Потом попался остяк Колька Лямич по кличке Страдиварий. Маленький, скуластый, с упругой копной черных с отливом волос. Парень спросил раз у его брата Петьки, почему Страдиварий-то, а тот своей остяцкой скороговоркой выпалил: “Нарточки делат”. Ну не черти ли! Страдиварий тащил что-то в мешке продавать, скорее всего ворованную сеть, и было рыпнулся к Парню, открыв рот, но тот с ходу осадил его: “Иди, бич, щас тебя быстро вычислю!”

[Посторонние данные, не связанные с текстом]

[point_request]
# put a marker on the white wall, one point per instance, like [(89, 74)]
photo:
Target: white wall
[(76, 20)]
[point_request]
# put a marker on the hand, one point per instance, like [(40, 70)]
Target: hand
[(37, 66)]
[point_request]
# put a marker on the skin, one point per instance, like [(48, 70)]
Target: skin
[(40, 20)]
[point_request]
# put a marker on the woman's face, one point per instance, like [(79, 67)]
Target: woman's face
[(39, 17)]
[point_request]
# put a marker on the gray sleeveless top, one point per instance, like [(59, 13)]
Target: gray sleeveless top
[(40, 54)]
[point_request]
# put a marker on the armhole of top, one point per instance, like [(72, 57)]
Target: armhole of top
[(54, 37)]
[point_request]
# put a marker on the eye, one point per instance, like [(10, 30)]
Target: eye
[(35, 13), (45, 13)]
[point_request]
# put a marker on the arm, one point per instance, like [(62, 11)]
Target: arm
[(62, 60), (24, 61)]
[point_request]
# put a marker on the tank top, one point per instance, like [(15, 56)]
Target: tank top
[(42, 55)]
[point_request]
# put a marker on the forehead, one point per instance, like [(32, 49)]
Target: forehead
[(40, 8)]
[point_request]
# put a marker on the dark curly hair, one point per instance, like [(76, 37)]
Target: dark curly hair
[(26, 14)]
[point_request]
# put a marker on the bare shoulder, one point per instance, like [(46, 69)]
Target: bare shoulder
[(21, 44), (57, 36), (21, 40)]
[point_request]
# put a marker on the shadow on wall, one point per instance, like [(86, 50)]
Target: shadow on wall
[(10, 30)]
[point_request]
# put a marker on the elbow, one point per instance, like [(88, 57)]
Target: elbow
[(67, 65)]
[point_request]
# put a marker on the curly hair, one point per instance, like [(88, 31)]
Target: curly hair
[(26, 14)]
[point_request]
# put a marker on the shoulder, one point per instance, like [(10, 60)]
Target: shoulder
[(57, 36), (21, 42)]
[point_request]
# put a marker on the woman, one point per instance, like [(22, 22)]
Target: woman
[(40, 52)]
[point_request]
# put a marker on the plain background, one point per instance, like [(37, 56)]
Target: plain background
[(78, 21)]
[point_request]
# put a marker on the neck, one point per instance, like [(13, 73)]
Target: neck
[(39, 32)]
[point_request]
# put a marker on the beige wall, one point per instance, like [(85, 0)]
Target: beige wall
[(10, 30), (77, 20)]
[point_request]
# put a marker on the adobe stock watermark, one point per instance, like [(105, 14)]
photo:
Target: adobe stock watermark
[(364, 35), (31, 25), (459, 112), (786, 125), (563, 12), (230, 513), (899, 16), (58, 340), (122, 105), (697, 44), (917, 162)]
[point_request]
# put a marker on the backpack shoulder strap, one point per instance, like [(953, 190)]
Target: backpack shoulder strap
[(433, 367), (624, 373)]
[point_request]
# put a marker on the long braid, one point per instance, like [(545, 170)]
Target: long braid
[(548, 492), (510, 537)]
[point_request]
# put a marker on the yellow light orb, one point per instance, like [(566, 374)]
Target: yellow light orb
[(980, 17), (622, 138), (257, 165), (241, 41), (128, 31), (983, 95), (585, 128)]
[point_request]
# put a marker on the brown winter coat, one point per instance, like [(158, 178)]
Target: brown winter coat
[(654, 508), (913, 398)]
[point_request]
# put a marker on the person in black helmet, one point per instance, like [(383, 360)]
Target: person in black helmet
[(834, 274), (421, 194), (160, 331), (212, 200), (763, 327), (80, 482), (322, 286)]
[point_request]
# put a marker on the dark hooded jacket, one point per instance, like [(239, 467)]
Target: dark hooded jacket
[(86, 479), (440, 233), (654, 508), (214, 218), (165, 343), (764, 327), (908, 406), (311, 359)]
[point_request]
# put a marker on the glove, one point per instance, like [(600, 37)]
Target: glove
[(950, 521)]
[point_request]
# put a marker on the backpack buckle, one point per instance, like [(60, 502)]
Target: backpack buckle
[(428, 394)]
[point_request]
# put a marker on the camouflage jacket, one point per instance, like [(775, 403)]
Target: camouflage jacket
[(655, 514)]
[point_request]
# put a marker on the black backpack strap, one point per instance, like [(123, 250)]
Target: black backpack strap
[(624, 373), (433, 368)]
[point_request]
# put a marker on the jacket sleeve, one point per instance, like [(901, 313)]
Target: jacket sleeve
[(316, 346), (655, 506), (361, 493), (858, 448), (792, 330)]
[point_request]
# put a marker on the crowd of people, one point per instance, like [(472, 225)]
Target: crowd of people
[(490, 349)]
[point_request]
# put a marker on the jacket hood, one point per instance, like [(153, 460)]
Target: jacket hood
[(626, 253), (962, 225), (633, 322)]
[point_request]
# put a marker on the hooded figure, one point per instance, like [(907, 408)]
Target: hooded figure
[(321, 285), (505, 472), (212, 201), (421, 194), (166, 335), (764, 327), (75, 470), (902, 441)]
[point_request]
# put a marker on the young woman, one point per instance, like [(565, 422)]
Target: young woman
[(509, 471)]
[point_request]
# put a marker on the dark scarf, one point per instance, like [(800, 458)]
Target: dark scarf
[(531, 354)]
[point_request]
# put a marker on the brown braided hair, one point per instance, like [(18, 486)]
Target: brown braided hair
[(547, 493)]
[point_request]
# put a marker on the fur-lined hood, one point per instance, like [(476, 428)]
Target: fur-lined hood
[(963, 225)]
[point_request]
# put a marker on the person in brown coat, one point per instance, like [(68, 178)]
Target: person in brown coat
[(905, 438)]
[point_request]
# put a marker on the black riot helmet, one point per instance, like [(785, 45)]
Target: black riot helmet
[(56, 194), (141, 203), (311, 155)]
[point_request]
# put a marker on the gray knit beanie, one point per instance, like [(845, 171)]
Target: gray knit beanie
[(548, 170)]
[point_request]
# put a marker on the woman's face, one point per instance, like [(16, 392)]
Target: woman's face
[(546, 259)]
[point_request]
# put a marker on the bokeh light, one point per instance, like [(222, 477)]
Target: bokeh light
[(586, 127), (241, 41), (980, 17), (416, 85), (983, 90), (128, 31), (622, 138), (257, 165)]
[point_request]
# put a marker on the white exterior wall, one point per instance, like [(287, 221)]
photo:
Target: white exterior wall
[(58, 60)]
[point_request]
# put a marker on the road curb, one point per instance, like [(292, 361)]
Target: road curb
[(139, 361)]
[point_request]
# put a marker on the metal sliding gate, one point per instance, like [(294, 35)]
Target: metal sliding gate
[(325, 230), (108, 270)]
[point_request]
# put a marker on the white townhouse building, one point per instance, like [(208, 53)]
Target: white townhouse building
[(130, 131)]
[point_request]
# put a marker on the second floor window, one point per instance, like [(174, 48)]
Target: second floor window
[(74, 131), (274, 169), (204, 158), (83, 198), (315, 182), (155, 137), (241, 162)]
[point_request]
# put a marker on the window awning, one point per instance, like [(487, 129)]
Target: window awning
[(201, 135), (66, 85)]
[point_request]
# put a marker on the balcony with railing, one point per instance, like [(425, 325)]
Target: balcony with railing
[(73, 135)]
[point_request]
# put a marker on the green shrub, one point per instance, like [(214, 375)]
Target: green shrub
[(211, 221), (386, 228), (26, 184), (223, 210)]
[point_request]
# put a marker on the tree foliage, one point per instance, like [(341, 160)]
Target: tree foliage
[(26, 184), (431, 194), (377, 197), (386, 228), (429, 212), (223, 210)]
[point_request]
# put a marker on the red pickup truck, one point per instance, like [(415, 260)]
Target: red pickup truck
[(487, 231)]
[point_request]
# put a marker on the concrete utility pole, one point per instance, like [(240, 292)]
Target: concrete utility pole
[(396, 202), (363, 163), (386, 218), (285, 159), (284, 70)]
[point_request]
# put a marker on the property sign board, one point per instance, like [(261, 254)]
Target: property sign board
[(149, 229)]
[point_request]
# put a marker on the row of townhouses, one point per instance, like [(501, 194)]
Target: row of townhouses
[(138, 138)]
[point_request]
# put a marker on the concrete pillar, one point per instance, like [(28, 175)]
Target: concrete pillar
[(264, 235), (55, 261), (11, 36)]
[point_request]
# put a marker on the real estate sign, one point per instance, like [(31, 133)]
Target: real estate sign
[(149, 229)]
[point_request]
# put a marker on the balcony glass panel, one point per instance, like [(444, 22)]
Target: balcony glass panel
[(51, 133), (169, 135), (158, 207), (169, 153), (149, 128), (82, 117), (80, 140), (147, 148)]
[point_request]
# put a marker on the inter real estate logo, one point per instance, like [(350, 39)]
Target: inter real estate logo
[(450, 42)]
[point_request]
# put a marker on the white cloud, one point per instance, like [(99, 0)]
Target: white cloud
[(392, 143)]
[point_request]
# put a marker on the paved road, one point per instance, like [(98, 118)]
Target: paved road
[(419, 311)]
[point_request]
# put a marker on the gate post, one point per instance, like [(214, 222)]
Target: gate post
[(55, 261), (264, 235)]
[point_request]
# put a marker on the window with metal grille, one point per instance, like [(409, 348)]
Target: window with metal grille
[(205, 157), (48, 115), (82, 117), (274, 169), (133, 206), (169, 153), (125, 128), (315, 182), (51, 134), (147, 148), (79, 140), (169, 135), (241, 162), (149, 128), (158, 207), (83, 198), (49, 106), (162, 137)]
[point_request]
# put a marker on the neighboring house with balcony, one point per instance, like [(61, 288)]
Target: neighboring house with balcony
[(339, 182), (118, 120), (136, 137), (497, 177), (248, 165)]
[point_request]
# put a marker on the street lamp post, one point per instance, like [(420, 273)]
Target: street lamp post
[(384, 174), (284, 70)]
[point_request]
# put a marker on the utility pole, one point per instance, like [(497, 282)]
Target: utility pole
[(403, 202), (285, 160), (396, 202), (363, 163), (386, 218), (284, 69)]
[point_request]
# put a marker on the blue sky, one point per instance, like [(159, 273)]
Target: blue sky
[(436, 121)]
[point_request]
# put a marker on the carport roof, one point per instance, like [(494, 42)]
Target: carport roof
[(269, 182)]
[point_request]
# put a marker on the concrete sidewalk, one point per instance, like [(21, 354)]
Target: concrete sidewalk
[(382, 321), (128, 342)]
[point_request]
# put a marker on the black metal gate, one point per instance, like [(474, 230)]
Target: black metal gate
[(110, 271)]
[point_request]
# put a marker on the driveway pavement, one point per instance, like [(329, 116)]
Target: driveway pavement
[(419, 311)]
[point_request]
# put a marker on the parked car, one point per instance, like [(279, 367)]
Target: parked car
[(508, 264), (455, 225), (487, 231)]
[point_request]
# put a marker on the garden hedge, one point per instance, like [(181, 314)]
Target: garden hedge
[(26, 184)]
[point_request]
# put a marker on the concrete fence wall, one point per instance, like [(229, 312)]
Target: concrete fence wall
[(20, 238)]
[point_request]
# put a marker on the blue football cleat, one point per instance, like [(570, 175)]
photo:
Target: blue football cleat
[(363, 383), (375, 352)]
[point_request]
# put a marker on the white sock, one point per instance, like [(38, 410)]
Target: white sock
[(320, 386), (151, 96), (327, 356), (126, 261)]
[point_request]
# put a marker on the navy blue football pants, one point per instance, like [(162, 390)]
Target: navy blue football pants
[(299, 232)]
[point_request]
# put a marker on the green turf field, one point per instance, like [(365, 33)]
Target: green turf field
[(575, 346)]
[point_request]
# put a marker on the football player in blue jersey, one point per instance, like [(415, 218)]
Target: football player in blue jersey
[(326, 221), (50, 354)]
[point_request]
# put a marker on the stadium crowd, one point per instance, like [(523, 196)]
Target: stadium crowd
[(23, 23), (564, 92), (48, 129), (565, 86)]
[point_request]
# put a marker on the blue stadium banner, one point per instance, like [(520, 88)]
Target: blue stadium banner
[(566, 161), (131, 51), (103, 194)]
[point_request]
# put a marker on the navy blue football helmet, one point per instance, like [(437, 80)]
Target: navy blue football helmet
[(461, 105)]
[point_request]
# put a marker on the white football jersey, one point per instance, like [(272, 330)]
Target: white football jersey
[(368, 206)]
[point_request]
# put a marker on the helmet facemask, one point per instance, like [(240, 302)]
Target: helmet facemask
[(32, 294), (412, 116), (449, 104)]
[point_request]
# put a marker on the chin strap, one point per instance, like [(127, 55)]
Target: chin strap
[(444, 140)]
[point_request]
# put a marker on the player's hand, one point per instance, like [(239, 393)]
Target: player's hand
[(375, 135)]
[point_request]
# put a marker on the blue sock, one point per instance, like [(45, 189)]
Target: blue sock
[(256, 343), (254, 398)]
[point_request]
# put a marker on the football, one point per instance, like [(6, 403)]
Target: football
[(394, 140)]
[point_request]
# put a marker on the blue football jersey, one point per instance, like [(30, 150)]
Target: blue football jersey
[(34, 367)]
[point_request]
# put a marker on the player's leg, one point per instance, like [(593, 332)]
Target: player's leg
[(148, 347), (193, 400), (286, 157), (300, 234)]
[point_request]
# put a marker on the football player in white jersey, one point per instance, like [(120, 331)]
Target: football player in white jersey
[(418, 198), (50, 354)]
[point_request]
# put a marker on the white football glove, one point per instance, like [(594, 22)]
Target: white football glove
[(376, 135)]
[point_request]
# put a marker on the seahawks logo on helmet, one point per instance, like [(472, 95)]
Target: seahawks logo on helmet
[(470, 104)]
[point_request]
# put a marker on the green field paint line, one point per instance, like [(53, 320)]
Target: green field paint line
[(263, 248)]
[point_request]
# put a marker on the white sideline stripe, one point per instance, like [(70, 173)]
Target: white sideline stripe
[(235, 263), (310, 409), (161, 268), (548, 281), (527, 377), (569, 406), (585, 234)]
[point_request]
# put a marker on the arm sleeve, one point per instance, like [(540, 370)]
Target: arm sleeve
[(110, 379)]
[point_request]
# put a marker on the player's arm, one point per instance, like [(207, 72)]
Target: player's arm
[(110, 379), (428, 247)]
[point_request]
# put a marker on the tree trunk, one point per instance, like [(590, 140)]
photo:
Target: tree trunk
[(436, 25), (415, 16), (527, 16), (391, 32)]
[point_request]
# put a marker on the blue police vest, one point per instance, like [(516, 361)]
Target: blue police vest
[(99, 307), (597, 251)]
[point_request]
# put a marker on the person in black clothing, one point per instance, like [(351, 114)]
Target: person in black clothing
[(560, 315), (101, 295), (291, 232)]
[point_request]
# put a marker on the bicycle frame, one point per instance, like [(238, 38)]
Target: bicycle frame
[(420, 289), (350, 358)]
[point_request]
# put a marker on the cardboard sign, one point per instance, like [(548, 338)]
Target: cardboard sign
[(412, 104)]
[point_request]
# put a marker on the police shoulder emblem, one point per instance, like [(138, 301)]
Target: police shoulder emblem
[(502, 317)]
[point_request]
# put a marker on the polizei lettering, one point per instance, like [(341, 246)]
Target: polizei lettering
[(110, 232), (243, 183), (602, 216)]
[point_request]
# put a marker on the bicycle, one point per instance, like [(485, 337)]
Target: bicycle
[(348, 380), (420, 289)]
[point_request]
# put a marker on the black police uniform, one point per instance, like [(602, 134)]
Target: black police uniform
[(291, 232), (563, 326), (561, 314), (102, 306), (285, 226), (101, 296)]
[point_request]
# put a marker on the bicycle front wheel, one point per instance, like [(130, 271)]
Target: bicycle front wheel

Потом проходит Лешку-Бармалея, здоровенного широколицего мужика с нависающими плечами и мощным загривком, на котором легко лежит пятидесятикилограммовый “вихрюга”. Бармалей так же стоит, как стоял, когда Парень шел к магазину. Стоит посреди деревни с этим “вихрюгой”, придерживая его за копченый сапог, и что-то рассказывает Дмитричу, а тот торчит из огорода, облокотясь на штакетник. Леха говорит с эдаким прохладным шиком, продолжая какую-то старую зимнюю историю: “...и вэришь ли, Дмитрич, полдня елозили — и бесполэ-эзно. Я говорю — Сэша, пусть дорога пр-роколеет добр-ром...” Парень уже прошел их, и хоть затихает Лешкин говорок, он знает прекрасно, что было дальше: наутро дорога была — хоть боком катись, что подцепили этого сохатого прямо на шкуре и таском увезли. И слезал с покрытого синей пылью “Бурана” Леха, в завязанной на кадыке росомашьей шапке, и толстыми, как булки, броднями хрустел по промороженному укатанному снегу возле дома. Хорошо хрустел, аппетитно, так что чувствовались в туго набитых кожаных головках носки, портянки, пакулькби, и тепло становилось за эти ноги и за всего Лешку, который сейчас стаскат с сыном мясо, не спеша стаскат, пока жена собирает на стол, а потом тяпнет за этим столом водки и заведет, потирая широкие обмороженние щеки: “И вэришь, Люба, та-кой хиус!.. (Ну, давай, сына, поехали!) А второй, здэр-ровый бычара, так и ушел в хребёт. А дрова елка, по осени пр-ролило, в печку набили, не горят добр-ром — ш-ш-ают только, Саня соляры туда — и бесполэ-эзно”...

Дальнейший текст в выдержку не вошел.